In a content subset, sample jobs from the real workload are selected in some way.
Artificial workload models not constructed from jobs in the real workload; useful when system unable to process the natural workload
Natural - more representative and less costly to construct
Artificial - more flexible and more compact
SECTION 3- Comparison of 3 Audit Approaches - Objectives
F/S audit - express an opinion as to whether financial statements are in accordance with GAAP
Effectiveness audit - express an opinion on whether a system achieves the goals set for the system. These goals may be quite broad or specific.
Audits of system efficiency - whether maximum output is achieved at minimum cost or with minimum input assuming a given level of quality.
Comparison of 3 Approaches - Planning
F/S audit - part is identifying controls upon which the auditor could rely and reduce other audit verification procedures; or, id controls upon which the auditor is forced to rely
Effectiveness audit - id goals, measures for determining whether the goals obtained during a specific period,if explicit measures are more straight-forward; however, when broad and multi-dimensional, the auditor may need to develop relevant measures and indicators of achievement.
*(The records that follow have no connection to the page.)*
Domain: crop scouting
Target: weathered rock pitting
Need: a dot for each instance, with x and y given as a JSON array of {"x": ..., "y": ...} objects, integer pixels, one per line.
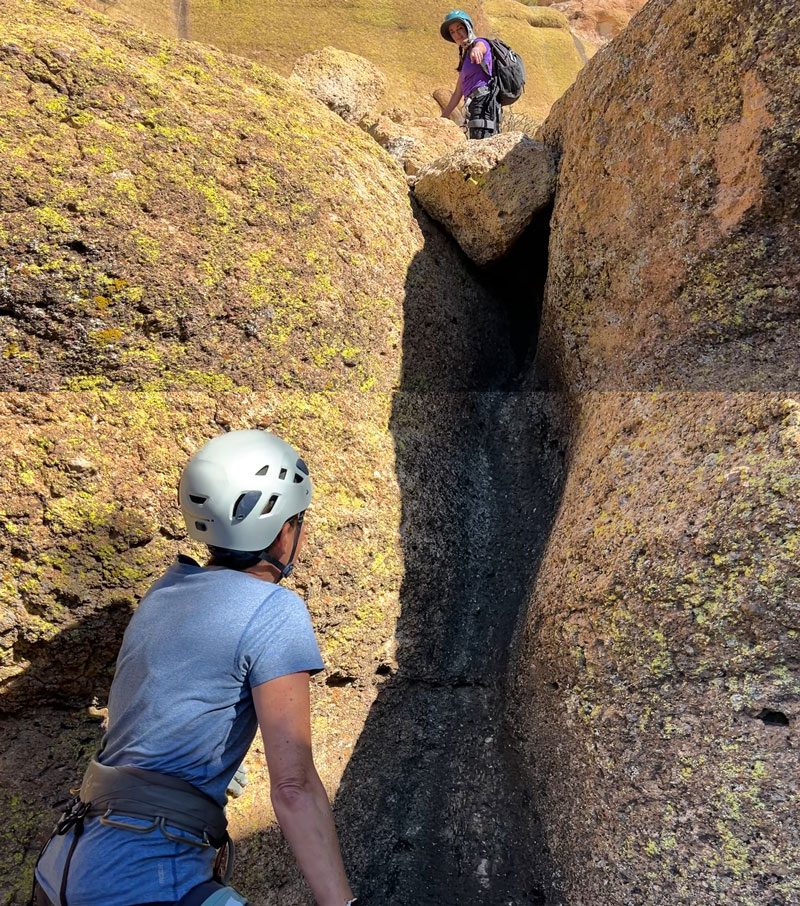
[{"x": 486, "y": 193}]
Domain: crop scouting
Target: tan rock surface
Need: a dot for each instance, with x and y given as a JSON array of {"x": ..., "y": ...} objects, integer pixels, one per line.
[
  {"x": 215, "y": 229},
  {"x": 415, "y": 141},
  {"x": 347, "y": 83},
  {"x": 657, "y": 688},
  {"x": 486, "y": 193},
  {"x": 551, "y": 54},
  {"x": 674, "y": 243},
  {"x": 596, "y": 22}
]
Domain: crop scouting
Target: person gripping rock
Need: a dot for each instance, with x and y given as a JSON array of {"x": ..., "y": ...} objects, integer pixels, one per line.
[
  {"x": 475, "y": 77},
  {"x": 212, "y": 653}
]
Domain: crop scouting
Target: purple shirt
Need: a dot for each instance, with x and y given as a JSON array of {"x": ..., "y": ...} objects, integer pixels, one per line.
[{"x": 473, "y": 75}]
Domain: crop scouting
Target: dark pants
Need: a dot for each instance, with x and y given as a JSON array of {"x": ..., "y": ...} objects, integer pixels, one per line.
[{"x": 195, "y": 897}]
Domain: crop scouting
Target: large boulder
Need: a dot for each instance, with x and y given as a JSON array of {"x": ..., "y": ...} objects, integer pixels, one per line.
[
  {"x": 415, "y": 141},
  {"x": 657, "y": 689},
  {"x": 658, "y": 692},
  {"x": 173, "y": 217},
  {"x": 673, "y": 260},
  {"x": 347, "y": 83},
  {"x": 487, "y": 193}
]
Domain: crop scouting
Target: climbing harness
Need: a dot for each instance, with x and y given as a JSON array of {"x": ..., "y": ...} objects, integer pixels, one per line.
[{"x": 114, "y": 793}]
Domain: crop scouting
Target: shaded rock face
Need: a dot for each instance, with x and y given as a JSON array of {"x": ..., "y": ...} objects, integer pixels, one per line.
[
  {"x": 657, "y": 686},
  {"x": 172, "y": 218},
  {"x": 350, "y": 85},
  {"x": 415, "y": 141},
  {"x": 487, "y": 193},
  {"x": 674, "y": 250}
]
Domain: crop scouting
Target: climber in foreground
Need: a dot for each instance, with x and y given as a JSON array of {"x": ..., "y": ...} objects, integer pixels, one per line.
[
  {"x": 475, "y": 81},
  {"x": 211, "y": 653}
]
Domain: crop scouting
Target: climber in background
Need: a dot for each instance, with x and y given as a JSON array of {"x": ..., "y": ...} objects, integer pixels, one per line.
[
  {"x": 211, "y": 653},
  {"x": 475, "y": 82}
]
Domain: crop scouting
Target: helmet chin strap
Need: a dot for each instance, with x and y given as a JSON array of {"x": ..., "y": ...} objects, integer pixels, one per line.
[{"x": 286, "y": 569}]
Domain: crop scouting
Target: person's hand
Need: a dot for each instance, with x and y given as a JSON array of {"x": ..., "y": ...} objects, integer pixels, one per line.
[
  {"x": 237, "y": 783},
  {"x": 477, "y": 53}
]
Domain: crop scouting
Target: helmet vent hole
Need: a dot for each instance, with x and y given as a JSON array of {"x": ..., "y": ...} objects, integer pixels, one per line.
[
  {"x": 270, "y": 505},
  {"x": 245, "y": 503}
]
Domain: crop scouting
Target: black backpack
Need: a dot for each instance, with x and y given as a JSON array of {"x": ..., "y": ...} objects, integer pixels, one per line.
[{"x": 508, "y": 70}]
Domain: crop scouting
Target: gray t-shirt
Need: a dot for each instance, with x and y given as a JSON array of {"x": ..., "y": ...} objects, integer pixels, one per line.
[{"x": 181, "y": 704}]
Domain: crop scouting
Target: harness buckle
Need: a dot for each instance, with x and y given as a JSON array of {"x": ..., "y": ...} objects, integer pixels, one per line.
[{"x": 74, "y": 816}]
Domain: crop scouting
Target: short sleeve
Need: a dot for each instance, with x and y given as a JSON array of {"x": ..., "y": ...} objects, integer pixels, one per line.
[{"x": 279, "y": 640}]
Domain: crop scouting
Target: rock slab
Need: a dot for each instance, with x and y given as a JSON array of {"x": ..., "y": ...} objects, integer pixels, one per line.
[
  {"x": 487, "y": 193},
  {"x": 347, "y": 83},
  {"x": 415, "y": 141}
]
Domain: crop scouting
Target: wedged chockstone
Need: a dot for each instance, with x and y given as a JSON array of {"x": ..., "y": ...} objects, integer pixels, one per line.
[{"x": 486, "y": 193}]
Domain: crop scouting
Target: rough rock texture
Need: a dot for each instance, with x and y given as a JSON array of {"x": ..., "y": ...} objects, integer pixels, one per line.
[
  {"x": 487, "y": 193},
  {"x": 414, "y": 142},
  {"x": 347, "y": 83},
  {"x": 89, "y": 519},
  {"x": 595, "y": 22},
  {"x": 658, "y": 682},
  {"x": 658, "y": 689},
  {"x": 171, "y": 217},
  {"x": 542, "y": 37},
  {"x": 401, "y": 37},
  {"x": 673, "y": 261}
]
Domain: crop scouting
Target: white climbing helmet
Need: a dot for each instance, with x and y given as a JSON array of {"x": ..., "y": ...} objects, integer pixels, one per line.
[{"x": 239, "y": 489}]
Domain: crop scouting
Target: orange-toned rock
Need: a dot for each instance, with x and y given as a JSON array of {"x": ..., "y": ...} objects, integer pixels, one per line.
[
  {"x": 674, "y": 249},
  {"x": 416, "y": 141},
  {"x": 596, "y": 22},
  {"x": 487, "y": 192}
]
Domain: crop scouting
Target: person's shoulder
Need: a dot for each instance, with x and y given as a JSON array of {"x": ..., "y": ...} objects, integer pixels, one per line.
[{"x": 289, "y": 600}]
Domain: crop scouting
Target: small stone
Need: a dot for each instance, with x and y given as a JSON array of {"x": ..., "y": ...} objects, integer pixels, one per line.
[{"x": 81, "y": 464}]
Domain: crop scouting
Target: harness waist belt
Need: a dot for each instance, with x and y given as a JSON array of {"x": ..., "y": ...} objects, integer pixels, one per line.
[{"x": 137, "y": 793}]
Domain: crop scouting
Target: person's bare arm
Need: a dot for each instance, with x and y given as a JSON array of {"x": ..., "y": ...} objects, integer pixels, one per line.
[
  {"x": 478, "y": 52},
  {"x": 298, "y": 796}
]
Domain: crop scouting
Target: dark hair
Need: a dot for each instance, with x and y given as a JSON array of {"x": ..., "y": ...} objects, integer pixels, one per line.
[{"x": 240, "y": 560}]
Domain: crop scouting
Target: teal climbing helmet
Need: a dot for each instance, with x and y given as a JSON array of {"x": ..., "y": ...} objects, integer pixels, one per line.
[{"x": 455, "y": 15}]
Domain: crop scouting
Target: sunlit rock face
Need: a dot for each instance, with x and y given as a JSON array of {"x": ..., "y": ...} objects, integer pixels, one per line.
[
  {"x": 673, "y": 260},
  {"x": 658, "y": 691},
  {"x": 347, "y": 83},
  {"x": 596, "y": 22},
  {"x": 174, "y": 218},
  {"x": 487, "y": 192}
]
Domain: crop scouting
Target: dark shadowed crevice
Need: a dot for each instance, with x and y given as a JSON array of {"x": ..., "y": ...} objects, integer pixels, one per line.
[{"x": 434, "y": 807}]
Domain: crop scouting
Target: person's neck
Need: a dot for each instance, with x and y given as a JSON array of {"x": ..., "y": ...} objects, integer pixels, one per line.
[{"x": 264, "y": 571}]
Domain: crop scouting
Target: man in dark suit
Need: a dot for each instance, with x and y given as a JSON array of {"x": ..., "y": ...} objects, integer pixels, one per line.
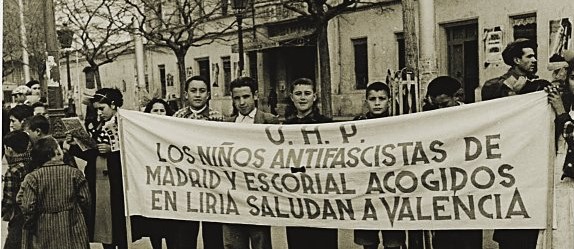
[{"x": 244, "y": 95}]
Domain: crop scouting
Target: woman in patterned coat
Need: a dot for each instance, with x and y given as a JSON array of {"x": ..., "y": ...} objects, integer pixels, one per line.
[{"x": 53, "y": 198}]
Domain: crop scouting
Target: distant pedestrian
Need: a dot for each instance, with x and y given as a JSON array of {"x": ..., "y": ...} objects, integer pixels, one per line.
[
  {"x": 39, "y": 108},
  {"x": 20, "y": 95},
  {"x": 17, "y": 115},
  {"x": 53, "y": 198}
]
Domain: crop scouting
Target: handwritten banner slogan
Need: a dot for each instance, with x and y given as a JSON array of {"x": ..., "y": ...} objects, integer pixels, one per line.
[{"x": 479, "y": 166}]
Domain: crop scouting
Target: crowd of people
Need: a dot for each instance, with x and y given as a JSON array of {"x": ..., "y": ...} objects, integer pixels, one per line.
[{"x": 50, "y": 203}]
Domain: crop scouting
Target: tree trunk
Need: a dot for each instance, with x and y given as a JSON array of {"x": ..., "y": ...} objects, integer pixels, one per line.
[
  {"x": 324, "y": 69},
  {"x": 97, "y": 78},
  {"x": 182, "y": 76}
]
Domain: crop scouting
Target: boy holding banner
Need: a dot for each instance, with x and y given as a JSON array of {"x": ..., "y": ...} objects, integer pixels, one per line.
[
  {"x": 303, "y": 95},
  {"x": 377, "y": 100},
  {"x": 520, "y": 55},
  {"x": 443, "y": 92},
  {"x": 197, "y": 94},
  {"x": 244, "y": 95}
]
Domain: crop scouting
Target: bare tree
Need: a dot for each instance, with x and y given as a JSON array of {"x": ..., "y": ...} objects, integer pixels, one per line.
[
  {"x": 179, "y": 25},
  {"x": 100, "y": 31},
  {"x": 12, "y": 43}
]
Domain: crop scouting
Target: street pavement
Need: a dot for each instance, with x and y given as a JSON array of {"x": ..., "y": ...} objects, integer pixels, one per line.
[{"x": 279, "y": 239}]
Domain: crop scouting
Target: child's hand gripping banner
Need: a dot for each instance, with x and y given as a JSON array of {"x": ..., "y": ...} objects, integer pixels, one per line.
[{"x": 477, "y": 166}]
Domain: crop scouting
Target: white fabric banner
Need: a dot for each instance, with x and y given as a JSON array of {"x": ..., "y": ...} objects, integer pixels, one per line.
[{"x": 476, "y": 166}]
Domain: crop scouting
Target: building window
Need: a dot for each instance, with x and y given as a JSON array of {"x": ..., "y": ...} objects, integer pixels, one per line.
[
  {"x": 162, "y": 80},
  {"x": 224, "y": 7},
  {"x": 361, "y": 63},
  {"x": 252, "y": 65},
  {"x": 203, "y": 65},
  {"x": 402, "y": 56},
  {"x": 147, "y": 82},
  {"x": 226, "y": 62},
  {"x": 524, "y": 26},
  {"x": 90, "y": 78}
]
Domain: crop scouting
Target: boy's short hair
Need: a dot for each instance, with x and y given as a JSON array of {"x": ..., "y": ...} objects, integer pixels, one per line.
[
  {"x": 377, "y": 86},
  {"x": 443, "y": 85},
  {"x": 38, "y": 122},
  {"x": 38, "y": 104},
  {"x": 32, "y": 83},
  {"x": 17, "y": 141},
  {"x": 197, "y": 77},
  {"x": 110, "y": 96},
  {"x": 21, "y": 112},
  {"x": 243, "y": 82},
  {"x": 302, "y": 81}
]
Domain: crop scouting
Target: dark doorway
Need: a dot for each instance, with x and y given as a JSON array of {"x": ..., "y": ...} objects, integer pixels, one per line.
[{"x": 462, "y": 43}]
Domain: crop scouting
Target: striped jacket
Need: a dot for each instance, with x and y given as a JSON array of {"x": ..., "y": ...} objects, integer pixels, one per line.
[{"x": 54, "y": 199}]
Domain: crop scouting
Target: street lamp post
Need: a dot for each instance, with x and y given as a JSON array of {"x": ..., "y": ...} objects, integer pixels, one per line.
[
  {"x": 239, "y": 7},
  {"x": 65, "y": 36}
]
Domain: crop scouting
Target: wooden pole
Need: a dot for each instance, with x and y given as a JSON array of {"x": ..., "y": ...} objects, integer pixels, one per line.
[
  {"x": 411, "y": 41},
  {"x": 52, "y": 48}
]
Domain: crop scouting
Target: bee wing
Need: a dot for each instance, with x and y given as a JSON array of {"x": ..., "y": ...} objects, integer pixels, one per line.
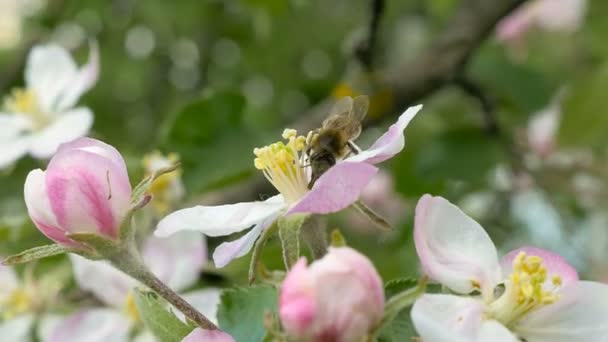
[
  {"x": 346, "y": 116},
  {"x": 360, "y": 107}
]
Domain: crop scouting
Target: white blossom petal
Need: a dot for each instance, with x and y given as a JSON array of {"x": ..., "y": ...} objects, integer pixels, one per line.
[
  {"x": 17, "y": 329},
  {"x": 49, "y": 70},
  {"x": 83, "y": 80},
  {"x": 390, "y": 143},
  {"x": 176, "y": 260},
  {"x": 447, "y": 318},
  {"x": 67, "y": 127},
  {"x": 107, "y": 283},
  {"x": 222, "y": 219},
  {"x": 454, "y": 249},
  {"x": 94, "y": 325},
  {"x": 229, "y": 251},
  {"x": 580, "y": 314}
]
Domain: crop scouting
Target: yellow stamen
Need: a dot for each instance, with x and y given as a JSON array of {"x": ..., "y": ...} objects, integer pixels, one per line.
[
  {"x": 24, "y": 102},
  {"x": 18, "y": 302},
  {"x": 283, "y": 165},
  {"x": 526, "y": 290},
  {"x": 162, "y": 188}
]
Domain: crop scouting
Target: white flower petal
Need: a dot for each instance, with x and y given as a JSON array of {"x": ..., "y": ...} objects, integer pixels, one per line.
[
  {"x": 580, "y": 314},
  {"x": 176, "y": 260},
  {"x": 454, "y": 249},
  {"x": 104, "y": 281},
  {"x": 447, "y": 318},
  {"x": 48, "y": 71},
  {"x": 13, "y": 149},
  {"x": 205, "y": 301},
  {"x": 220, "y": 220},
  {"x": 228, "y": 251},
  {"x": 495, "y": 332},
  {"x": 47, "y": 324},
  {"x": 83, "y": 80},
  {"x": 11, "y": 126},
  {"x": 95, "y": 325},
  {"x": 17, "y": 329},
  {"x": 8, "y": 281},
  {"x": 67, "y": 127},
  {"x": 390, "y": 143}
]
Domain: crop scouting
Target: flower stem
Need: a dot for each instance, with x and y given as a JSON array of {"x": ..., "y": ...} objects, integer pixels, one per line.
[
  {"x": 129, "y": 262},
  {"x": 315, "y": 235}
]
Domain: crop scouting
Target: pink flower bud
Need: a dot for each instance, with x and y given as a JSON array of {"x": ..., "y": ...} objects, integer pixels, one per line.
[
  {"x": 201, "y": 335},
  {"x": 85, "y": 189},
  {"x": 337, "y": 298}
]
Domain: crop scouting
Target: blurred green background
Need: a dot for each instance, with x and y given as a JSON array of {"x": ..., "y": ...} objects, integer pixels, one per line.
[{"x": 211, "y": 80}]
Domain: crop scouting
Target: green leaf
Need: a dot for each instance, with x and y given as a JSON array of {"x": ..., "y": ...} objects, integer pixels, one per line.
[
  {"x": 34, "y": 254},
  {"x": 161, "y": 322},
  {"x": 396, "y": 286},
  {"x": 241, "y": 311},
  {"x": 584, "y": 121},
  {"x": 214, "y": 144},
  {"x": 450, "y": 156},
  {"x": 400, "y": 328}
]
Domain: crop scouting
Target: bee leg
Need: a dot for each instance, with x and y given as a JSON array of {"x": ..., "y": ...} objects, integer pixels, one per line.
[{"x": 353, "y": 147}]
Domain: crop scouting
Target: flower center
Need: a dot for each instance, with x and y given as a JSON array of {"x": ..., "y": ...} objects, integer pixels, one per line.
[
  {"x": 24, "y": 102},
  {"x": 17, "y": 302},
  {"x": 163, "y": 188},
  {"x": 526, "y": 289},
  {"x": 130, "y": 308},
  {"x": 283, "y": 165}
]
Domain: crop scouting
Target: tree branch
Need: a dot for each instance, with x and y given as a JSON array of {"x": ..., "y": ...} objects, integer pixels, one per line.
[{"x": 438, "y": 66}]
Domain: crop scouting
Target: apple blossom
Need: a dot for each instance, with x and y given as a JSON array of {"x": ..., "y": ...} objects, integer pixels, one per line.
[
  {"x": 23, "y": 302},
  {"x": 167, "y": 189},
  {"x": 531, "y": 294},
  {"x": 201, "y": 335},
  {"x": 337, "y": 298},
  {"x": 549, "y": 15},
  {"x": 177, "y": 261},
  {"x": 37, "y": 119},
  {"x": 85, "y": 189},
  {"x": 284, "y": 165}
]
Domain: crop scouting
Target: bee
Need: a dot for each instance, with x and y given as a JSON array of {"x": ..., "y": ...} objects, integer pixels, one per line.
[{"x": 334, "y": 140}]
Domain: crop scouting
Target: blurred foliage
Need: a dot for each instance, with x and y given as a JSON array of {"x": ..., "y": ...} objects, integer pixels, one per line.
[{"x": 213, "y": 79}]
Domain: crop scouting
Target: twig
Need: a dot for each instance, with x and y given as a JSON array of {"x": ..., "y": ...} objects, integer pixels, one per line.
[
  {"x": 437, "y": 66},
  {"x": 487, "y": 106}
]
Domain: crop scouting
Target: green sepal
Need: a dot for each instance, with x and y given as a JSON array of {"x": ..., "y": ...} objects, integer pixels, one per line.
[
  {"x": 100, "y": 245},
  {"x": 337, "y": 239},
  {"x": 289, "y": 234},
  {"x": 140, "y": 189},
  {"x": 410, "y": 291},
  {"x": 35, "y": 253},
  {"x": 161, "y": 322}
]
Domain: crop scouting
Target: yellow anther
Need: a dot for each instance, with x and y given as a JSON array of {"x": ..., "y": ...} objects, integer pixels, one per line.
[
  {"x": 24, "y": 102},
  {"x": 533, "y": 262},
  {"x": 556, "y": 280},
  {"x": 289, "y": 132},
  {"x": 281, "y": 163},
  {"x": 19, "y": 301}
]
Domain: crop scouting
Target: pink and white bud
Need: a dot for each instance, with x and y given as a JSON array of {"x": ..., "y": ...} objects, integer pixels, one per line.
[
  {"x": 201, "y": 335},
  {"x": 337, "y": 298},
  {"x": 548, "y": 15},
  {"x": 85, "y": 189}
]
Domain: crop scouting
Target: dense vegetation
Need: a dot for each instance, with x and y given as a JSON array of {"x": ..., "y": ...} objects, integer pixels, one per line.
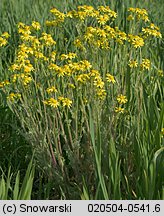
[{"x": 81, "y": 99}]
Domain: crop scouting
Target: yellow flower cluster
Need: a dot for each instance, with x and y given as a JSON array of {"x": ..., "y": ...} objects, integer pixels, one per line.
[
  {"x": 13, "y": 96},
  {"x": 59, "y": 18},
  {"x": 145, "y": 64},
  {"x": 102, "y": 15},
  {"x": 66, "y": 102},
  {"x": 140, "y": 14},
  {"x": 38, "y": 52},
  {"x": 135, "y": 40},
  {"x": 4, "y": 83},
  {"x": 151, "y": 30},
  {"x": 3, "y": 39}
]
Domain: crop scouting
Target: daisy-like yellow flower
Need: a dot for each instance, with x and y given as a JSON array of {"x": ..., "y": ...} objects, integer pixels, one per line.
[
  {"x": 110, "y": 78},
  {"x": 145, "y": 64},
  {"x": 51, "y": 102},
  {"x": 3, "y": 41},
  {"x": 119, "y": 110},
  {"x": 36, "y": 25},
  {"x": 133, "y": 63},
  {"x": 136, "y": 41},
  {"x": 121, "y": 99},
  {"x": 51, "y": 90},
  {"x": 12, "y": 96},
  {"x": 5, "y": 35},
  {"x": 66, "y": 102}
]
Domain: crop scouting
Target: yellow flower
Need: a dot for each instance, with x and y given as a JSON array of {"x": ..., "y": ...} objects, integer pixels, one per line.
[
  {"x": 51, "y": 102},
  {"x": 4, "y": 83},
  {"x": 145, "y": 64},
  {"x": 68, "y": 56},
  {"x": 119, "y": 110},
  {"x": 133, "y": 63},
  {"x": 110, "y": 78},
  {"x": 3, "y": 41},
  {"x": 136, "y": 41},
  {"x": 5, "y": 35},
  {"x": 47, "y": 39},
  {"x": 51, "y": 90},
  {"x": 65, "y": 102},
  {"x": 102, "y": 19},
  {"x": 101, "y": 93},
  {"x": 121, "y": 99},
  {"x": 130, "y": 17},
  {"x": 12, "y": 96},
  {"x": 36, "y": 25}
]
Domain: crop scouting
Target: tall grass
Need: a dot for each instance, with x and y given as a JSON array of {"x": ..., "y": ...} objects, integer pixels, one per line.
[{"x": 86, "y": 150}]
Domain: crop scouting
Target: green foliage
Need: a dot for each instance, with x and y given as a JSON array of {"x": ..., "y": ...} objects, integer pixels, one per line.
[
  {"x": 86, "y": 143},
  {"x": 11, "y": 188}
]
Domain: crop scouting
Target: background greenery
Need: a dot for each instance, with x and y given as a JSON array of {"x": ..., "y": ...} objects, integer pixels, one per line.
[{"x": 134, "y": 163}]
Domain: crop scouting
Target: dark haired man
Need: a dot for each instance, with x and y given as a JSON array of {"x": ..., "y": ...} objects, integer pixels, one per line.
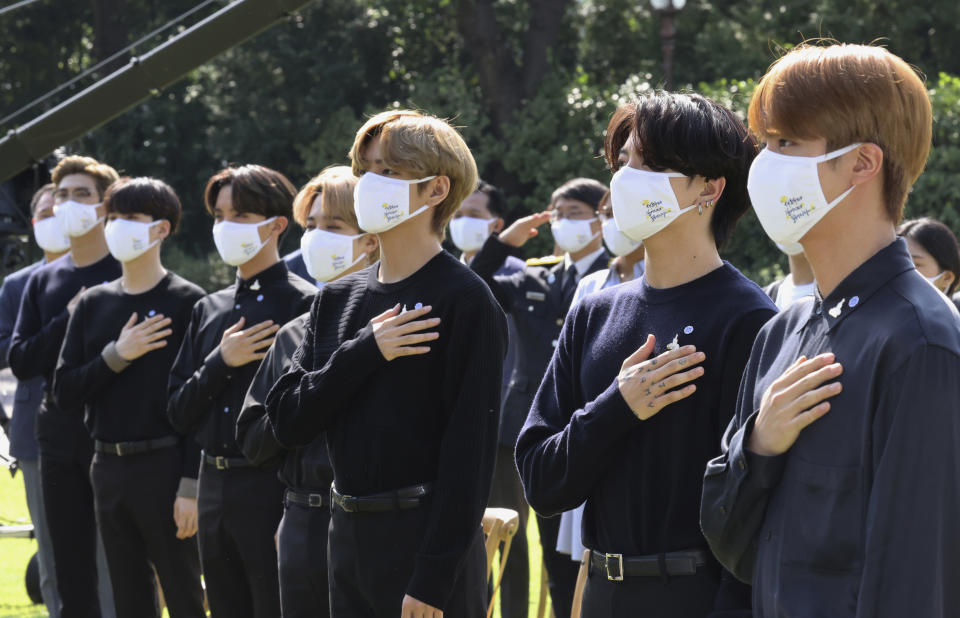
[
  {"x": 646, "y": 374},
  {"x": 537, "y": 298},
  {"x": 53, "y": 240},
  {"x": 229, "y": 333},
  {"x": 120, "y": 337},
  {"x": 66, "y": 449}
]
Audits of system efficiency - often comparable to a scientific experiment. A scheme for obtaining measurements must be developed explicitly for the performance index defined. For example, if average turnaround time is used as a measure of efficiency, then the experimental task must control for various job sizes, time of day, etc.
Comparison of 3 Approaches - Execution
F/S audit - controls analysis and CAATs
Effectiveness - Once the system goals have been identified, measures of goal achievement have been selected, and the population to be studied has been identified, it is necessary to actually obtain measures of goal achievement and analyze the results.
Efficiency - During the execution phase the benchmark or workload model test is actually run and the result are subjected to analysis. Care must be taken to control for interference by factors other than those built into the model. And measurements must be taken carefully.
Comparison of 3 Approaches - Reporting
F/S audit - letter re I/C deficiencies
Effectiveness - the analysis will likely highlight areas of successful attainment of objectives as well as failures. Explanations of the causes of significant successes and failures should be sought out and included in the report.
Efficiency - reports of studies of system efficiency must typically contain specific recommendations identifying ways in which the identified inefficiencies can be eliminated.